This week I kept with the theme of predictions, but rather than predicting what teams will win a game I decided to look into predicting how many points a college basketball team would score (I did something similar to this a while back with hockey).
This article looks at individual Division 1 college basketball game data from this past season. The goal is to accurately predict the number of points a team will score in a game. Some of the stats used include field goal attempt differential, field goal percentage, opponent free throw attempts, just to name a few.
Throughout the article I look at inputing different sets of data to get the most accurate results. These different inputs are different sets of moving averages from previous games. For example – one input is the exponential moving average of the previous three games. These numbers are put into the models to predict what the following game would be. In the graphics the three inputs are referred to as Input 1, Input 2, and Input 3.
The first set of graphics are histograms that look at the point differentials between the three inputs. Each bar is the number of games that input predicted would have that size of point differential. The point differential is the the actual number of points a team scored minus what the model predicted it would score.
Input 1 has the smallest average point differential of the three at 6.73. It also has the smallest standard deviation. Inputs 2 and 3 you can see have longer tails on the end of the data and shorter peaks. This means there is more room for error when using these input methods.
In all data input methods we see the average is to the right of the high point on the chart, this means all the models have a tendency to under estimate how many points teams will score. This also means there are some major differences between the model and the actual score.

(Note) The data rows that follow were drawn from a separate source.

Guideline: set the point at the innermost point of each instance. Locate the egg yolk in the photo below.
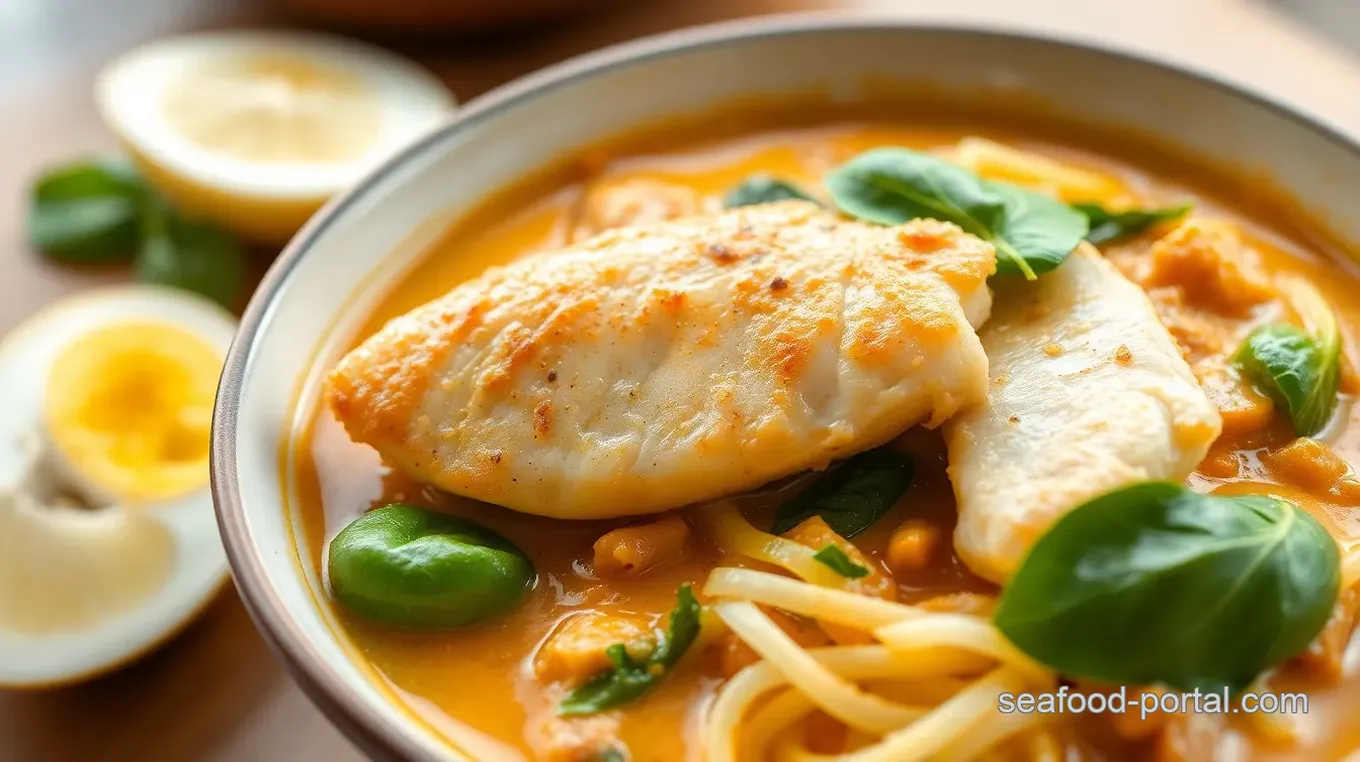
(129, 408)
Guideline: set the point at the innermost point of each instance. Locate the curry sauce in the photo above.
(487, 676)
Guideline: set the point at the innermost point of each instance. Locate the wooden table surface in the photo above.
(216, 691)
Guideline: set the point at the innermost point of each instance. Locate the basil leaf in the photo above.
(1110, 226)
(86, 211)
(1159, 584)
(1039, 229)
(189, 255)
(1300, 372)
(629, 679)
(1031, 232)
(763, 189)
(853, 497)
(837, 559)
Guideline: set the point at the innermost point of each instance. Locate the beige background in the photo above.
(216, 693)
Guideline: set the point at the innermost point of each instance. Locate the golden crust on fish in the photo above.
(1088, 393)
(661, 365)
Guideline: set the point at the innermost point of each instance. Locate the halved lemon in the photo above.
(255, 131)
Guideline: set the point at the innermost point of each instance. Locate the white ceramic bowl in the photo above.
(332, 274)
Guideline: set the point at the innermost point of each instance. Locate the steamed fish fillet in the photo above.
(1088, 393)
(660, 365)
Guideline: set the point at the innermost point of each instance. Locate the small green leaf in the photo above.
(853, 497)
(1037, 230)
(837, 559)
(627, 679)
(1032, 233)
(1298, 370)
(763, 189)
(189, 255)
(86, 211)
(1110, 226)
(1159, 584)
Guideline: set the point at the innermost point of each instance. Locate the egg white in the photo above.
(199, 566)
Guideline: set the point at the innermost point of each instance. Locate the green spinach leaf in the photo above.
(1110, 226)
(1032, 233)
(627, 679)
(853, 497)
(86, 211)
(837, 559)
(1159, 584)
(1296, 372)
(189, 255)
(763, 189)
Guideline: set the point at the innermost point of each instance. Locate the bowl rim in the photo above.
(314, 674)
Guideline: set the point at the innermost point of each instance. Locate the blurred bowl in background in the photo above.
(434, 15)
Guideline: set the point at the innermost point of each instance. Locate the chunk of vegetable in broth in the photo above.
(1159, 584)
(627, 679)
(834, 558)
(1107, 226)
(419, 569)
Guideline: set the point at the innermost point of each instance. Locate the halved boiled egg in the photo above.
(255, 131)
(108, 538)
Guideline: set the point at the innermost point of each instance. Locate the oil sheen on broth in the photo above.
(478, 685)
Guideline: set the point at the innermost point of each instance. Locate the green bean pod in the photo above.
(419, 569)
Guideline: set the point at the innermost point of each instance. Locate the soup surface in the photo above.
(493, 687)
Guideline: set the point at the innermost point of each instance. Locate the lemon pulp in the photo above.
(129, 408)
(276, 109)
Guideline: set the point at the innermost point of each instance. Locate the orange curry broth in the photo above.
(483, 676)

The next graphic looks at the average number of points teams scored on a given day as well as the average number of points the inputs predicted would’ve happened on that day. Note that this graphic is just a way to summarize the models compared to the actual events – keep in mind that on any given day many games are being played and the model is predicting a score for all of them.
We see above that the model is usually less sporadic than the actual average score. The different inputs are almost always on the inside of the actual score. It’s tough to say what this is attributed to.

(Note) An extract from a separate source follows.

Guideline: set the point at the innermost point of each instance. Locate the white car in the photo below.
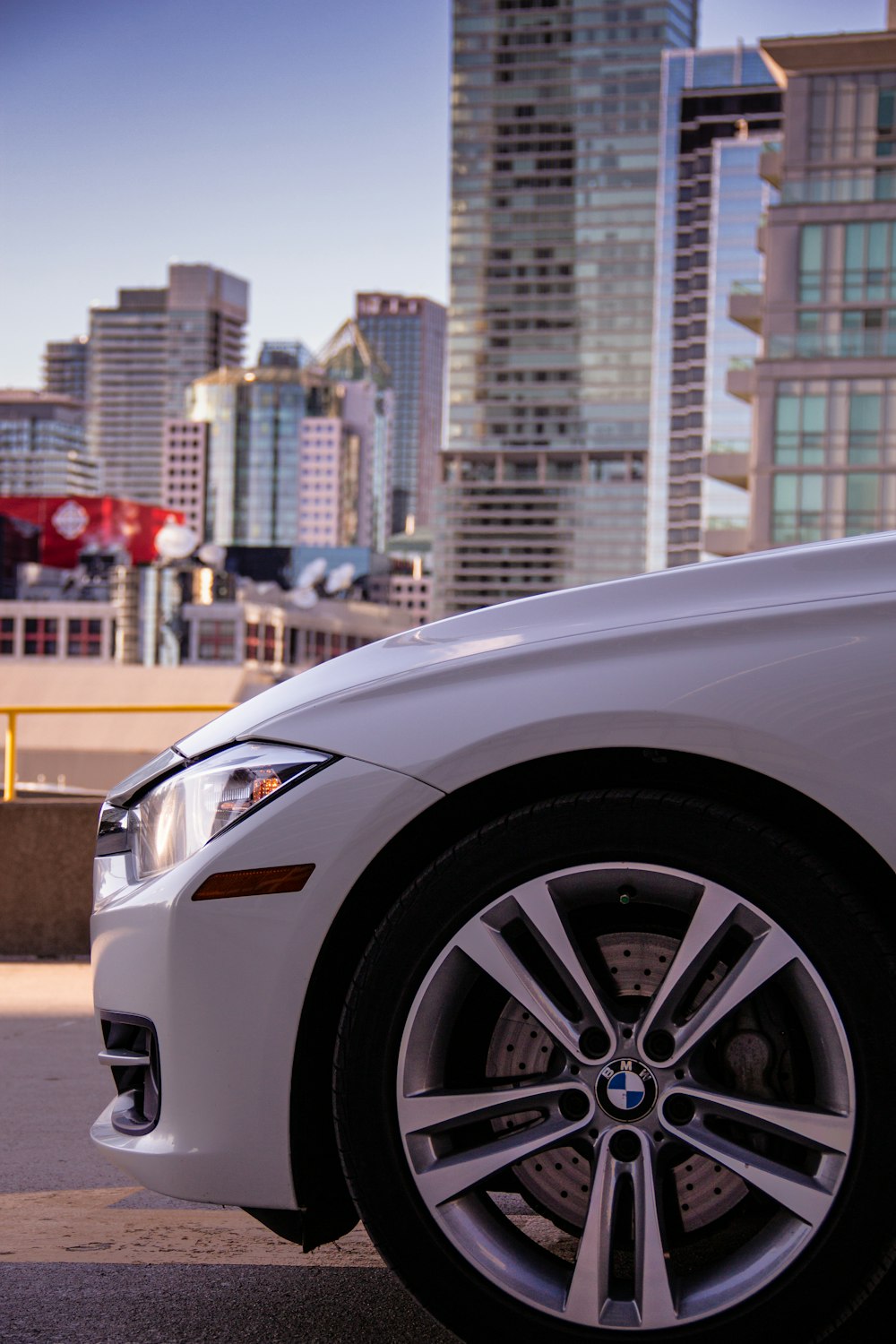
(555, 941)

The next graphic looks at the average point differential by day. The point differential is calculated by taking the actual score of the game and subtracting it by the predicted score of the game. A positive number means the model under-predicted the score, while a negative number means the model over-predicted it.
Clearly there was a lot of variance between the model at the beginning of the season, but as the season went on they came closer to one another. It seems that Input 1 is always on the inside though, which makes sense given that it has the smallest standard deviation of the three different inputs.

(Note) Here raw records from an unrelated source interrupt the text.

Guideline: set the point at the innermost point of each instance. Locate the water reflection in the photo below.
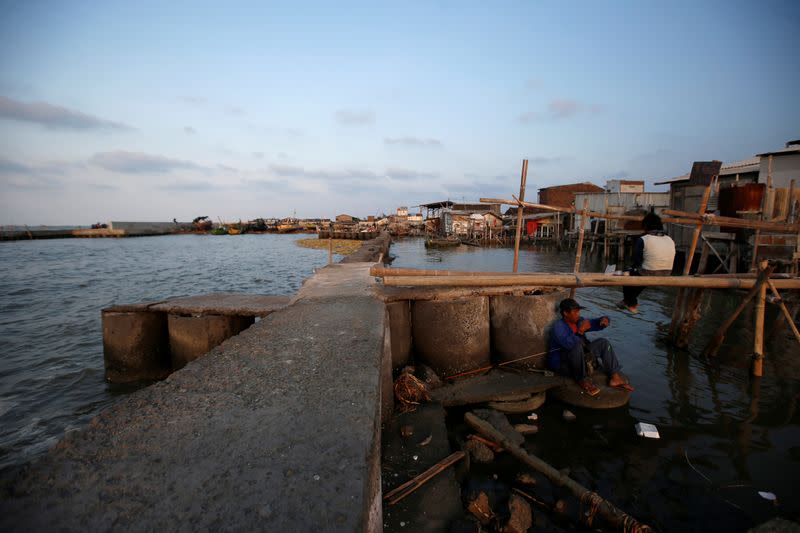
(724, 435)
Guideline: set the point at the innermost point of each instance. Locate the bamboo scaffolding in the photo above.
(400, 492)
(580, 242)
(719, 336)
(615, 516)
(785, 311)
(673, 216)
(522, 181)
(678, 310)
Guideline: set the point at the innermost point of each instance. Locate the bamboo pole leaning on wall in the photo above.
(719, 336)
(680, 299)
(578, 252)
(406, 277)
(785, 311)
(758, 332)
(522, 181)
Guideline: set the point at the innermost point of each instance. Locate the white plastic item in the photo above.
(646, 430)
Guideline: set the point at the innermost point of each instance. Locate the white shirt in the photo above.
(659, 252)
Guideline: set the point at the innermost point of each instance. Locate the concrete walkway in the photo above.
(277, 429)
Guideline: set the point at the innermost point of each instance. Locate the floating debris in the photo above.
(647, 430)
(521, 515)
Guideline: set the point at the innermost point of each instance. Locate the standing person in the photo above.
(653, 255)
(569, 349)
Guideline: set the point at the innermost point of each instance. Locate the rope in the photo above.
(593, 500)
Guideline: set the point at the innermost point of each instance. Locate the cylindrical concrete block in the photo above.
(193, 336)
(521, 326)
(399, 315)
(451, 336)
(135, 345)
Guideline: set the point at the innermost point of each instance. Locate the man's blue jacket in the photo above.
(563, 339)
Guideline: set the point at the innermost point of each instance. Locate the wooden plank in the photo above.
(494, 386)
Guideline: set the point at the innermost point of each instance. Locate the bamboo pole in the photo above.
(522, 180)
(680, 299)
(719, 336)
(579, 250)
(400, 492)
(764, 203)
(786, 313)
(758, 341)
(615, 516)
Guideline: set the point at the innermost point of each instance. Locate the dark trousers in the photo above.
(630, 295)
(573, 362)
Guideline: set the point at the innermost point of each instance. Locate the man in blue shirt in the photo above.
(569, 348)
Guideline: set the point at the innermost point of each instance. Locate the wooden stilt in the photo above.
(694, 299)
(680, 299)
(617, 517)
(523, 178)
(580, 242)
(758, 332)
(716, 340)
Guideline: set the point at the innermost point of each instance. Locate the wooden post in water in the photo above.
(677, 311)
(523, 178)
(694, 299)
(764, 201)
(578, 252)
(758, 332)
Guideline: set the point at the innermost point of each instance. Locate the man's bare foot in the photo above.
(618, 382)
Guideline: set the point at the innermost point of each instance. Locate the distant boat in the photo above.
(441, 242)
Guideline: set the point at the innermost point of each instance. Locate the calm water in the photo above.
(51, 294)
(741, 436)
(724, 436)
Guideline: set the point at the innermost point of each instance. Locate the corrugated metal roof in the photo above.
(727, 169)
(792, 148)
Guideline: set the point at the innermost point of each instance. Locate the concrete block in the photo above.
(451, 336)
(135, 344)
(193, 336)
(520, 326)
(399, 319)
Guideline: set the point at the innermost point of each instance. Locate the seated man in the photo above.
(569, 348)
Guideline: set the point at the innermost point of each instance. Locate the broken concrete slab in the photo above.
(521, 406)
(223, 303)
(494, 386)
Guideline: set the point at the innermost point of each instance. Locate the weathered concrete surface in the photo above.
(494, 386)
(437, 503)
(135, 344)
(520, 326)
(451, 336)
(276, 429)
(609, 397)
(191, 337)
(223, 303)
(371, 251)
(400, 324)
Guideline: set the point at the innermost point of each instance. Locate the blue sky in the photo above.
(154, 110)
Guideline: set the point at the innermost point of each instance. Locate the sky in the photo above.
(149, 111)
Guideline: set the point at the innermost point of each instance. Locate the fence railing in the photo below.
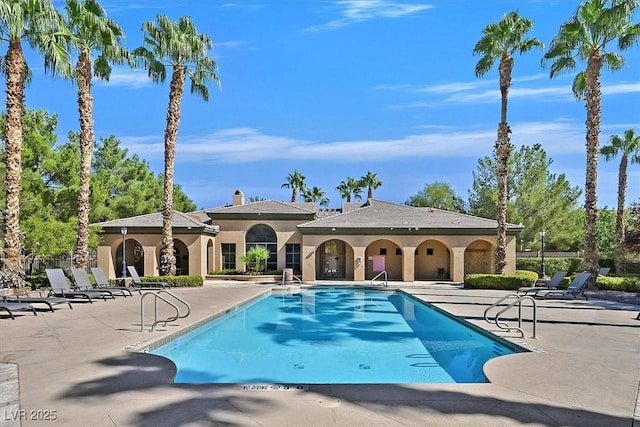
(547, 254)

The final graphic shows a game by game comparison for an actual team (Kansas State). This gives a better picture of what the model is doing for every game. Below, the powercat logo is the actual score of Kansas State on that day, and the colored dots represent what the models predicted would be the score.
You can see above that Kansas State generally under performed relative to the model. In 21 of the 27 games the wildcats scored less points than all of the inputs predicted. In one game though (2/25/2020) the model was extremely accurate with what the score would be.
This graphic does a good job demonstrating that models are just that: models, not the real life event. Even though you make them as good as you can, there is still an inherent variability and errors with in them, especially when it comes to sports.